As a pale of gloom shrouds the Indian startup ecosystem amid funding drought after a strong bull run, the quick commerce (10-minute delivery) segment is brewing with new hope as people prefer groceries and other home essentials at their doorsteps within no time after making an online order.
Startups like Swiggy Instamart, Zepto, and Reliance-backed Dunzo, etc are trying to defy the current slowdown, as they add more goods and daily essentials to their kitty and deliver them to their customers.
Learning from the earlier players in the quick delivery space, the startups are minimising cash burn.
India’s quick commerce market is all set to witness 15 times growth by 2025, reaching a market size of nearly $5.5 billion, according to Bengaluru-based market research firm RedSeer.
The total addressable market for quick commerce in India stands at $45 billion, and urban areas are driving this market on the back of mid-high-income households.
Swiggy Instamart pioneered quick commerce grocery delivery in India when it launched this in August 2020.
Since then, Instamart has made quick commerce more accessible and affordable to consumers across 28 cities to date.
“We are encouraged by the consumer adoption and the opportunity this category is providing for sellers, D2C brands, and FMCG brands alike as they benefit from Swiggy Instamart’s reach and superior experience,” Karthik Gurumurthy, SVP, Swiggy Instamart, told IANS.
In December 2021, Swiggy announced to pour $700 million into Instamart.
“While grocery is commonly understood to be the largest category in retail, quick commerce remains a new and largely untapped segment even within grocery,” Gurumurthy added.
Over the last two years, quick commerce has seen a significant uptake in urban areas, with major cities such as Bengaluru, Chennai, and New Delhi enjoying most of the offerings.
According to Abhishek Gupta, Engagement Manager, RedSeer, India has laid the foundation for a well-positioned market for quick commerce adoption.
“The growing online population and an increasing preference for online shopping over brick-and-mortar shopping is enabling this market to grow rapidly,” he said.
Earlier this month, 10-minute delivery platform Zepto raised $200 million, taking its valuation to around $900 million.
Just nine months after launching, Zepto posted a record 800 per cent revenue growth quarter-on-quarter.
“Our rigorous focus on Unit Economics is the main reason why we’ve had such an amazing trajectory as a company and also the reason for our investors’ continued faith in our efficient business model,” a Zepto spokesperson told IANS.
The cash burn has also “come down 5 times on a per-order basis, significantly lower than companies growing at the same pace”, the spokesperson added.
The company has a 1,000-strong workforce and plans to hire across all functions.
The platform has so far raised $360 million from investors in Silicon Valley and India.

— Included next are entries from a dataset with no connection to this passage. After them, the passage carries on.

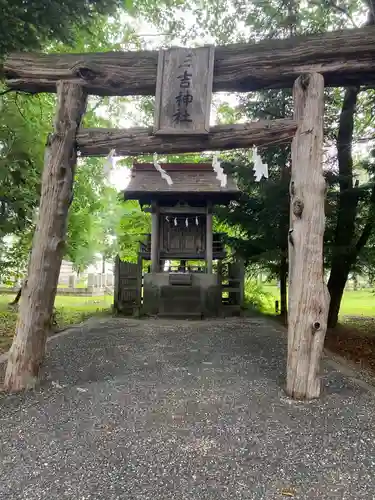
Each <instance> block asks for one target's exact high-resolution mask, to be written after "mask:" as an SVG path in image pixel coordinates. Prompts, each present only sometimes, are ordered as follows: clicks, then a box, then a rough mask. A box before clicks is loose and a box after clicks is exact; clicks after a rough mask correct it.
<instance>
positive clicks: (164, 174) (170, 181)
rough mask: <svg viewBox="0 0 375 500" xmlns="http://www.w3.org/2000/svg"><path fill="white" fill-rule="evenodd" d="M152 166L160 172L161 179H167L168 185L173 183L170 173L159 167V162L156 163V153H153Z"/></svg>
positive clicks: (159, 172) (171, 184)
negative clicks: (152, 160) (155, 168)
mask: <svg viewBox="0 0 375 500" xmlns="http://www.w3.org/2000/svg"><path fill="white" fill-rule="evenodd" d="M154 167H155V168H156V170H157V171H158V172H159V173H160V175H161V177H162V179H164V180H166V181H167V183H168V186H172V184H173V181H172V178H171V176H170V175H168V174H167V172H166V171H165V170H164V169H163V168H161V166H160V164H159V163H158V155H157V154H156V153H155V154H154Z"/></svg>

It recently clocked Series D fundraise of $200 million, bringing its valuation to $900 million.
Quick commerce is fundamentally changing consumer purchase behaviour and the grocery retail market on the whole by providing faster delivery options (in as little as 10 minutes) as well as a more convenience-driven shopping experience.
“Quick commerce is satisfying the latent needs of its customers in a way that traditional commerce never could,” said Gupta.
According to Gurumurthy, they will continue to “make online grocery shopping more delightful and convenient to users”.